String Quartet in D Major, Op.3 No.1
Manuel Canales (1747-1786) was born in the Spanish city of Toledo. He studied music with Jaime Casellas, director of the Toledo Cathedral Choir. He was said to have excelled as a cellist and bassist. Eventually, around 1770, he obtained employment at the court of the Duke of Alba in Madrid. It was in Madrid that he encountered the music of Boccherini and Haydn, both of whom are said to have had some influence on his style. Canales is thought to be the first Spanish composer to have penned string quartets. A notice appearing in the July 12th, 1774 issue of the Gaceta de Madrid had an advertisement for "Six quartets for Two Violins, Viola and Bass by Manuel Canales." They were listed as his Op.1. It is thought that his Op.2 also was a set of six quartets however, whatever they were, they are now lost.

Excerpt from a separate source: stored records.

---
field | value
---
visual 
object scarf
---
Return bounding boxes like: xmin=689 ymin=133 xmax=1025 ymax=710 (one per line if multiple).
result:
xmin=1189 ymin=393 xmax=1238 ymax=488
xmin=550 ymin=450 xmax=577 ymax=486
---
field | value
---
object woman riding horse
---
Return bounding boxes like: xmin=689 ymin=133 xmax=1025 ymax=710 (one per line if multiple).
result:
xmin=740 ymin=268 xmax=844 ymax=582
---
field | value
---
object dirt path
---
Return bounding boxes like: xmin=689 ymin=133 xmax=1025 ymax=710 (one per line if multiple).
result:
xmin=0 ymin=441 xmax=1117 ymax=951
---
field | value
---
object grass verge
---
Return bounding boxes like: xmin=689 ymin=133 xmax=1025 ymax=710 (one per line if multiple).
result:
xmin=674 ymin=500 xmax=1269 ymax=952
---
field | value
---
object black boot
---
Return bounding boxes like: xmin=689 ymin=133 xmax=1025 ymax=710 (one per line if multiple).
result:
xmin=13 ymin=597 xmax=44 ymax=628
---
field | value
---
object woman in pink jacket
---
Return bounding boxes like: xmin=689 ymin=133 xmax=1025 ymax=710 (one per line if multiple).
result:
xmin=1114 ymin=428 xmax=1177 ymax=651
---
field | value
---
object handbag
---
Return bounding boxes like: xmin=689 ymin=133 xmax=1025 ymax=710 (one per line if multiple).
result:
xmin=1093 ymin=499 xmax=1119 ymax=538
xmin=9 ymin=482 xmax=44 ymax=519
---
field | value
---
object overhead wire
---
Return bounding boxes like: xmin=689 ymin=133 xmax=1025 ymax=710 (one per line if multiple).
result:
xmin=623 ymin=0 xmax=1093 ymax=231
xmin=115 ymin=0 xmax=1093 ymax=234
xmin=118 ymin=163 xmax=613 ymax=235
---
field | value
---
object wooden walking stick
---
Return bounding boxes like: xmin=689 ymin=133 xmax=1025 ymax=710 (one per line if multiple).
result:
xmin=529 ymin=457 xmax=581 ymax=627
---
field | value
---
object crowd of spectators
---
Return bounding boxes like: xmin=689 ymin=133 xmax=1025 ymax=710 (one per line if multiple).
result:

The only other chamber music of his which has survived is his Op.3 string quartets, also a set of six. They were published in London by the firm of William Napier in 1782 bearing the inscription Six Quartettos for Two Violins, Tenor & Bass by Emanuel Canales Composer to the King of Spain. This claim by the composer most likely was made either by Napier or Canales himself in order to attract sales, for there is little if any evidence that Canales was “Composer to the King of Spain.” To the contrary, the evidence suggests that after the death of his patron, the Duke of Alba, he returned to Toledo where he worked as an assistant director at the Cathedral and where he subsequently died. If, in fact, Canales had been Composer to the King of Spain, he would have had no problem getting the works published in Madrid as his first set had been by the leading Spanish engraver, Juan Fernando Palomino. But this was when Canales had the powerful Duke of Alba for his patron. In 1782, he was back in Toledo, toiling away without any patron.
The Quartet in D Major is the first of the set of six. Of note is the fact that it is in four movements—–Allegro maestoso, Minuet, Largo assai and Presto. This fact suggests that he had encountered the works of Haydn. Most other composers from this period, with the exception of Mozart and a few other Viennese composers were still using only three movements, the structure of the Mannheim school. Of some note, one can hear the influence of Spanish dance music in the Largo assai.
This is an historically important work and interesting because it is an example of how far the Viennese and Italian tradition had penetrated Spain by the late 18th century. We have created a modern edition complete with rehearsal numbers.